BAD maman!

Par Josée Durocher

Je l’avoue d’emblée, je ne suis pas ce qu’on considère une mère parfaite, mais je m’assume entièrement dans ce rôle que j’embrasse depuis maintenant… OMG!  Mes vergetures sont si vieilles maintenant (rires)! Bad maman!

J’ai connu des hauts et j’ai connu des bas en tant que parent monoparental.  J’ai eu du mal à discipliner mes enfants puisque je me sentais terriblement coupable du divorce d’avec leur père.  Qui plus est, je les soupçonne même d’avoir joué sur mon gros nerf maternel déjà bien tendu afin d’obtenir des passe-droits et de quelconque trucs qu’un jeune a « réellement » besoin (rires).

Vous voyez?  Je prends tout ça en riant.  Comment le prendre autrement?  Ma foi, si je n’en riais pas, je serais en dépression perpétuelle!

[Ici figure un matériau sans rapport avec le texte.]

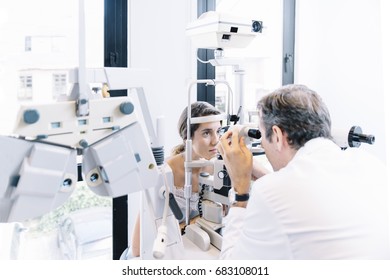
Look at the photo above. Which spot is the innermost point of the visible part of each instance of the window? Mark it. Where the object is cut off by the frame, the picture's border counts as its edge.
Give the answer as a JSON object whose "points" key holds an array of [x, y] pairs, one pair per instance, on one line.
{"points": [[27, 44], [25, 87], [59, 84]]}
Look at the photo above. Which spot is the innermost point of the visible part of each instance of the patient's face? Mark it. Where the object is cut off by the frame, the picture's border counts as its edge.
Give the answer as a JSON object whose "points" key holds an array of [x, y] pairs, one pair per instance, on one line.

Je me retrouve à 49 ans, nostalgique du temps où on tirait à trois sur ma jupe afin que je mouche des nez, que j’embrasse des bobos imaginaires… et des vrais et que je donne amour et tendresse à qui le demandait.

Je repense à ce temps où, telle une guerrière allaitant la p’tite dernière, je faisais mon ménage pour que tout soit complètement nickel, que je faisais mes conserves durant l’avant-midi et que je pensais déjà au souper que je cuisinerais en début d’après-midi.

J’ai été de ces femmes qui, un peu trop vieux jeu, trouvaient important que la maison soit belle, que le souper soit beau et que je sois moi-même belle (même la jupe pleine de morve (rires)) pour mon petit mari.

Cette image idyllique n’a duré qu’un temps, vous vous imaginez bien, puisque la routine m’a eue et que j’ai craqué.  J’ai aussi craqué pour un papa du comité de parents qui, honnêtement, savait me remonter le moral en une phrase quand mon mari ne me remarquait même plus.

Ah, l’euphorie d’être mère, cernée, fatiguée, épuisée et sexy tout de même!

L’amour s’étant allé, mon couple battant de l’aile depuis un bon moment déjà, j’ai été le « monstre » qui a mis fin à cette supercherie.  Et c’est là, oui là, en cet instant bien précis qu’on m’a affublée pour la première fois du qualificatif de mauvaise mère.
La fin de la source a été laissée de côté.